There was mixed news from the one non-mining sector currently supporting economic growth, housing construction, from the Australian Bureau of Statistics this morning. Both the number and value of housing finance approvals fell in seasonally adjusted terms in January, with a particular big fall in the number of approvals for purchases of new dwellings, which fell 6.5% in seasonally adjusted terms and 1.9% in trend terms, while purchases of existing dwelling fell 3.1% seasonally adjusted and rose 0.2% in trend terms. Approvals to build new dwellings were also down 4.7% seasonally adjusted.

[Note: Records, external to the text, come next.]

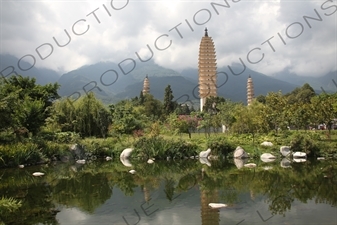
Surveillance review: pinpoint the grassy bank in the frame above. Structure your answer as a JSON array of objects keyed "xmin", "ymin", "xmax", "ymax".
[{"xmin": 0, "ymin": 131, "xmax": 337, "ymax": 167}]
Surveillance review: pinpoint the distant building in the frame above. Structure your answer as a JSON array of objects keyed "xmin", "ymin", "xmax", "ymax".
[
  {"xmin": 247, "ymin": 75, "xmax": 254, "ymax": 105},
  {"xmin": 199, "ymin": 28, "xmax": 217, "ymax": 111},
  {"xmin": 143, "ymin": 75, "xmax": 150, "ymax": 94}
]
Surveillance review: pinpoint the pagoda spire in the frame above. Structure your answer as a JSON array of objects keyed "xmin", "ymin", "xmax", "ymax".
[
  {"xmin": 247, "ymin": 75, "xmax": 254, "ymax": 105},
  {"xmin": 198, "ymin": 28, "xmax": 217, "ymax": 111},
  {"xmin": 143, "ymin": 74, "xmax": 150, "ymax": 94}
]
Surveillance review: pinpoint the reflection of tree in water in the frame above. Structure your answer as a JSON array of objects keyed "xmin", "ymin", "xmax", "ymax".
[
  {"xmin": 164, "ymin": 178, "xmax": 175, "ymax": 202},
  {"xmin": 200, "ymin": 171, "xmax": 220, "ymax": 225},
  {"xmin": 53, "ymin": 173, "xmax": 112, "ymax": 213},
  {"xmin": 0, "ymin": 169, "xmax": 58, "ymax": 225}
]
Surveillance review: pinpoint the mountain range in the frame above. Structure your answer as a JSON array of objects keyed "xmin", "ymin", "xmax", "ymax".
[{"xmin": 0, "ymin": 55, "xmax": 337, "ymax": 103}]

That is, the supposedly buoyant housing market deflated a little in January and, more to the point, the deflation happened mainly in new dwellings construction and purchasing. New dwellings construction is about all we have domestically to drive economic growth as the mining investment boom ends and the economy limps along at 2% annual growth, and we need as much new construction as possible to properly address the housing affordability issue.
South Australia and Western Australia both registered big falls in owner-occupied housing commitments, while Victoria was down 2% and Queensland 1.6%. But the nation’s largest housing market, in New South Wales, was relatively flat at a fall of 0.4% seasonally adjusted, which saved the national figures from being significantly worse.
The bad news is somewhat offset by data from last week on building approvals, which are much more volatile given they depend on how councils process development applications. The ABS reported that new building approvals jumped 7.9% in January, thanks to a surge in approvals for new non-private house approvals (mostly flats, townhouses, apartments).
But we also learnt this morning consumer confidence was down again. It is still well above its lows of December, according to the latest monthly Westpac-Melbourne Institute sentiment index, but the current reading of 99.5 suggests the interest rate cut and continuing low petrol prices haven’t done much to get consumers excited. The result followed a gloomier survey from National Australia Bank on Tuesday that showed business confidence had slumped to its lowest point since just before the 2013 federal election in February.
Reserve Bank assistant governor, economics, Chris Kent, also gave a speech this morning saying the Aussie dollar still remains too high for the bank’s comfort, despite it falling sharply overnight to close to 76 US cents in the face of a rapid rise in the US dollar. “The economy is currently operating somewhat below its productive capacity,” Kent said, rehashing the bank’s standard description of our ongoing sluggishness:
“The forecast is for a gradual increase in the growth of demand and employment, and eventually a rise in non-mining business investment, supported by the very low level of interest rates …
“The Bank’s recent update to its forecasts has pushed out the time at which we see GDP growth picking up from its current sub-trend pace. It is not that economic growth has weakened of late. But there is little to suggest that it will increase in the near term. This implies that the unemployment rate will rise for a bit longer and peak a bit higher than previously expected,“ he said.